CINEMA: Superbad

Written by: Staff Writer


The box-office may have been with the big guns this year, in a sea of threequels and a web of over-blown theatrics but without doubt the Summer has belonged to the sleeper hit. The dying gasps of the season now bring us Superbad, a film from the same stable as the critically-acclaimed Knocked Up. University Students of the World, unite – for you now have another film to spoil for the rest of us. You’ll be quoting this one for a year at least.

The plot is basic teen-comedy fare. Meet Evan (Arrested Development’s Michael Cera) and Seth (Jonah Hill), two long-time buddies coming to the end of high school and looking forward with a degree of trepidation to college when they will go their separate ways. Completing their troika is Fogell, an awkward geek who Seth openly dislikes. As luck would have it, the hottest girl in the school is throwing a party and when Fogell announces he’s getting a fake ID, Seth volunteers the trio to procure alcohol for the social in the hope of securing the affections of the hottest babes who have ignored them for so long.

 

While Superbad has benefited from the excellent word-of-mouth afforded to Knocked Up, this is a worthy companion film that makes full use of its charismatic leads: a pitch-perfectly awkward Cera, the foul-mouthed Hill and a blissfully naïve Christopher Mintz-Plasse as Fogell, backed by an indulgently slick funk score – these guys are cool after all. Clocking in at a shade under two hours, the film moves along briskly enough and rarely threatens to betray its running time. Whenever things in the movie begin to crawl, up pop Bill Lander and co-writer Seth Rogan as a pair of renegade cops out to show one of our heroes how to mix it up on the streets and in doing so regaining the momentum.

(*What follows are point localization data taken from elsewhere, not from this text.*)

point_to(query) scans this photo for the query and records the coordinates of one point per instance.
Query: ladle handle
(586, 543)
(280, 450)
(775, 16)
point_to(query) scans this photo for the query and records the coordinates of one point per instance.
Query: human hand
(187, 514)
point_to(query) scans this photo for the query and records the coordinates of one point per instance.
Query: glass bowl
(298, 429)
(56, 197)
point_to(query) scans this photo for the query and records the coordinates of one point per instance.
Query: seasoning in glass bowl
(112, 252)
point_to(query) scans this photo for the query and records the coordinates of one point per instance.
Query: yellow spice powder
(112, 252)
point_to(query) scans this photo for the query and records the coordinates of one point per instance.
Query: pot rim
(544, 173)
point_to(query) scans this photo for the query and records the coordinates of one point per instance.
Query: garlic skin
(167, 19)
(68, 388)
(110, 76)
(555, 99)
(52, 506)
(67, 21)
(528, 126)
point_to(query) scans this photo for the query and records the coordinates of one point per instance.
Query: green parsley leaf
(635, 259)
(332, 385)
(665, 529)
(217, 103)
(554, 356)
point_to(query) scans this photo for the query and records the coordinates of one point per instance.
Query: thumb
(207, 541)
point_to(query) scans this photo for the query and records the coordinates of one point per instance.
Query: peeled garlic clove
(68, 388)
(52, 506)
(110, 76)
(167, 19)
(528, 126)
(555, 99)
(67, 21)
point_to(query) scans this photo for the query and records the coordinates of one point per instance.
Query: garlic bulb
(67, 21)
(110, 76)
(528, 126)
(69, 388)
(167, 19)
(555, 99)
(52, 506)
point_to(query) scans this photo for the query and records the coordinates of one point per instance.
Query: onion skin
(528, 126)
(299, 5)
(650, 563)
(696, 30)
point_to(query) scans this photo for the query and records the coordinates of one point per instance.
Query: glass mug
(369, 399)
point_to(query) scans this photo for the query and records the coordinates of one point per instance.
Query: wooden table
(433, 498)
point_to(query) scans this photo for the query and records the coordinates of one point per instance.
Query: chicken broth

With a script that manages to be both wonderfully coarse and acutely tender at the same time, this is a comedy with smarts over and above other entries in the pantheon. Besides playing around with the genre staples, Superbad sees fit to update the existing ones; thing is, the film does this so well, there doesn’t seem to be anywhere left for the teen-comedy to go except toward the lowest common denominator again. In that sense, Superbad is the final word on this kind of movie: pure popcorn entertainment for those who want to live vicariously one last time.